FROSINONE - Sembra avviarsi verso una ricomposizione la crisi politica in Provincia. Dopo i nervosismi e i colpi di mano dei giorni scorsi, i protagonisti dello scontro interno alla maggioranza si incontreranno nel pomeriggio di oggi per un chiarimento che, se non definitivo, consentirà comunque di rilanciare il dialogo e di dare respiro all'amministrazione guidata da Antonello Iannarilli. Al centro del confronto la delibera sulla società Multiservizi, della quale si tornerà a discutere in vista del prossimo Consiglio provinciale, la cui data potrebbe però slittare rispetto a quella prevista proprio per consentire tutti gli approfondimenti del caso.
Il coordinatore provinciale del Pdl, Franco Fiorito, ha diffuso un documento che spiega l'assenza dei 7 consiglieri non come «un atto politico contro il presidente ma una misura di tutela dell'Amministrazione, poiché la delibera presentava notevoli aspetti di perplessità tecnica».il capogruppo del Pdl Mario Abbruzzese indica la via d'uscita dall'impasse: «Imposteremo nella maniera più corretta possibile il procedimento amministrativo».
Il contrasto politico dietro le ragioni "tecniche"
L'incontro tra i massimi responsabili del centro-destra frusinate è fissato per oggi pomeriggio alle 18:00.
Se ufficialmente la rottura di lunedì tra Iannarilli e gli assessori ex-Allenaza Nazionale, con il presidente che ha ritirato le deleghe assessorili, è avvenuta sulla delibera che punta ad azzerare una coppia di società di servizi partecipate dalla stessa Provincia, “Multiservizi” e “Azienda Servizi Vari”, è ormai chiaro che la natura della crisi è tutta di natura politica. La sensazione è che la vera disputa sia su chi debba realmente impugnare il bastone del comando nella giunta della Provincia di Frosinone: il presidente eletto dai cittadini con il concorso importante di alcune liste civiche o i vertici locali del PdL? Non a caso, nel mirino di alcuni esponenti del Popolo delle Libertà, in primis il senatore Giuseppe Ciarrapico, è finita Andreina Raponi, direttore generale della Provincia ma soprattutto braccio destro del presidente e da anni sua collaboratrice. Una figura, quella della Raponi, che lavora a fianco di Iannarilli dai tempi in cui il presidente era assessore all’agricoltura della Regione Lazio. Ciarrapico, ma anche altri esponenti della PdL, accusano la Raponi di andare oltre i suoi compiti tecnici. Come era lecito aspettarsi Iannarilli in queste ore ha difeso a spada tratta la sua collaboratrice: «Ciarrapico sbaglia bersaglio. Non è la Raponi che blocca le delibere, sono i dirigenti che debbono produrle. Su mio mandato lei sta solo molto attenta a che non ci sia spreco di denaro pubblico». Altro motivo che ha innescato la crisi è sicuramente l’imminenza delle elezioni regionali con il coordinatore ciociaro del Pdl Franco Fiorito e il capogruppo provinciale Mario Abbruzzese pronti a scendere in campo.

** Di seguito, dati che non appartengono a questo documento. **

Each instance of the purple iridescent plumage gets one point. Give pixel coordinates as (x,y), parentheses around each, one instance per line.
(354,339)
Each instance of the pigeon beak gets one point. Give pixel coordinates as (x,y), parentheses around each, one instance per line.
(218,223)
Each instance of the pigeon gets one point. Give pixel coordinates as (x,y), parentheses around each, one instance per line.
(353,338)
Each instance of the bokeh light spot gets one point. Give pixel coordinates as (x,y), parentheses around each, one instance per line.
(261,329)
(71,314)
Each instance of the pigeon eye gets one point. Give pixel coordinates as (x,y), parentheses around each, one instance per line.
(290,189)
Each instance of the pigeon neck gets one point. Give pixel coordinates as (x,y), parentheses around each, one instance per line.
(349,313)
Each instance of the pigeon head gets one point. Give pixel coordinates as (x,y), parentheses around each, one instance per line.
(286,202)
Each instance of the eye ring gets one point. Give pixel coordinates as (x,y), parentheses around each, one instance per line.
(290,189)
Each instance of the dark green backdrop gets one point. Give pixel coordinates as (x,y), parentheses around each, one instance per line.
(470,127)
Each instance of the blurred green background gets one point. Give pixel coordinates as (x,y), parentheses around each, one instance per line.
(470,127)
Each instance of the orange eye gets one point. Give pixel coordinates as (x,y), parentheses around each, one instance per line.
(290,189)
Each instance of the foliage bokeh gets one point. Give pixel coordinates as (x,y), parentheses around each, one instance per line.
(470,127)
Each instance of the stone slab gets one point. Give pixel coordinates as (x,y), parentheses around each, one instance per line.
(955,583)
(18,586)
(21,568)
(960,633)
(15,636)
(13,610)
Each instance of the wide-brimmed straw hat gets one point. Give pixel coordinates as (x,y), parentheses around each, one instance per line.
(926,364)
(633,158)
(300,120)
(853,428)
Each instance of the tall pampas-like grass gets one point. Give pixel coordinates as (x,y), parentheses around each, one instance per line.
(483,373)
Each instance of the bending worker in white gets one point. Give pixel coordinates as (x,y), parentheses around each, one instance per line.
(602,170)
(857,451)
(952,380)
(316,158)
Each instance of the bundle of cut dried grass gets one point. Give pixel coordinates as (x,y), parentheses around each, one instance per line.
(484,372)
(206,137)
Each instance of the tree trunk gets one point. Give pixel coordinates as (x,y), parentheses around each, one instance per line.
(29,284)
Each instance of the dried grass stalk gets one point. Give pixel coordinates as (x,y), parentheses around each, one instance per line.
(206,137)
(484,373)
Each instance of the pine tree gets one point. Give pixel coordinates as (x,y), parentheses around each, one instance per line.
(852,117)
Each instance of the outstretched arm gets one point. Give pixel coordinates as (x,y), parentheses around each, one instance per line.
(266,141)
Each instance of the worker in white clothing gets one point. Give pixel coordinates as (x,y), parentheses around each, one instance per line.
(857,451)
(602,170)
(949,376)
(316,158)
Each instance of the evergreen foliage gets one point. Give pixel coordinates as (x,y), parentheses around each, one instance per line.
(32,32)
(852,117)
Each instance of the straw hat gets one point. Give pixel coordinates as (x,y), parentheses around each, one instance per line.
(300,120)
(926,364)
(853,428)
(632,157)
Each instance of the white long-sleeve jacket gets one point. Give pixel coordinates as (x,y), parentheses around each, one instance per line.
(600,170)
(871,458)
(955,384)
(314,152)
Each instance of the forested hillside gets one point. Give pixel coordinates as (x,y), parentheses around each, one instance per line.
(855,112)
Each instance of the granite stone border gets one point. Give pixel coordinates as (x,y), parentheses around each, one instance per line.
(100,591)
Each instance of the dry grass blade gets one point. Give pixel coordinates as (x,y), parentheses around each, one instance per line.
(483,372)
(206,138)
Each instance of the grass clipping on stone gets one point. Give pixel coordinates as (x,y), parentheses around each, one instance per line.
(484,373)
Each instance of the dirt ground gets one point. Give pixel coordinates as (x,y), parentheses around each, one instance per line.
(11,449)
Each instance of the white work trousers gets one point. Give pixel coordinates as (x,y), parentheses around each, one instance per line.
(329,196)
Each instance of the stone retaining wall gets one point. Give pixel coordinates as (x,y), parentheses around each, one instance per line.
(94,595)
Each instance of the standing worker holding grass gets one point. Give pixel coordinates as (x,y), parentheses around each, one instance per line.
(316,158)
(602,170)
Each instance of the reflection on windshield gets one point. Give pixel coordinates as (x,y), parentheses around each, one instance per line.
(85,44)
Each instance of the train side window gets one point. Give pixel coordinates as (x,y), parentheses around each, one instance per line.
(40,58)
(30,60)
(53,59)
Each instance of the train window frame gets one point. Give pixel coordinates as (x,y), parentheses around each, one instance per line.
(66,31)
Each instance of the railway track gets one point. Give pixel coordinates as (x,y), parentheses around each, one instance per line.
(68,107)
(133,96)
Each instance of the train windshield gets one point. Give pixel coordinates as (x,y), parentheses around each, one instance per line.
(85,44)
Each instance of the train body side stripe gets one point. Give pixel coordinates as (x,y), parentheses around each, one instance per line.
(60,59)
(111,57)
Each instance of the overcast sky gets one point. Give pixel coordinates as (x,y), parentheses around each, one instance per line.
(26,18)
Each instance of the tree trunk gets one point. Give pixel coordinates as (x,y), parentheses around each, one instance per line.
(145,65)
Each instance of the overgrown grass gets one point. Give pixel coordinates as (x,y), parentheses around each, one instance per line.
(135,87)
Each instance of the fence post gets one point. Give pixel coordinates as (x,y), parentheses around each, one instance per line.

La soluzione della crisi sembra vicina
Se in un primo momento, come spesso avviene in politica, la frattura fra le parti sembrava insanabile nelle ultime ore sembra che ci si stia avviando ad una risoluzione, con la crisi che potrebbe essere già superata in queste ore. I “pompieri” che hanno lavorato alla ricomposizione della frattura sembrano aver combinato una sorta di armistizio: dopo la riunione di oggi Iannarilli potrebbe riaffidare le deleghe assessorili a De Angelis, Ruspandini e Cardinali e magari accettare anche di rinviare la delibera sull’azzeramento dei due enti per perfezionarne l’atto, proprio come gli chiedevano i consiglieri. Appare invece improbabile che il presidente della Provincia accetti di rinunciare alla sua collaboratrice Andreina Raponi. Se alcuni esponenti del PdL facessero di quest’ultimo un punto irrinunciabile non sarebbe da escludere un nuovo irrigidimento di Iannarlli e si rischierebbe seriamente di rompere il giocattolo.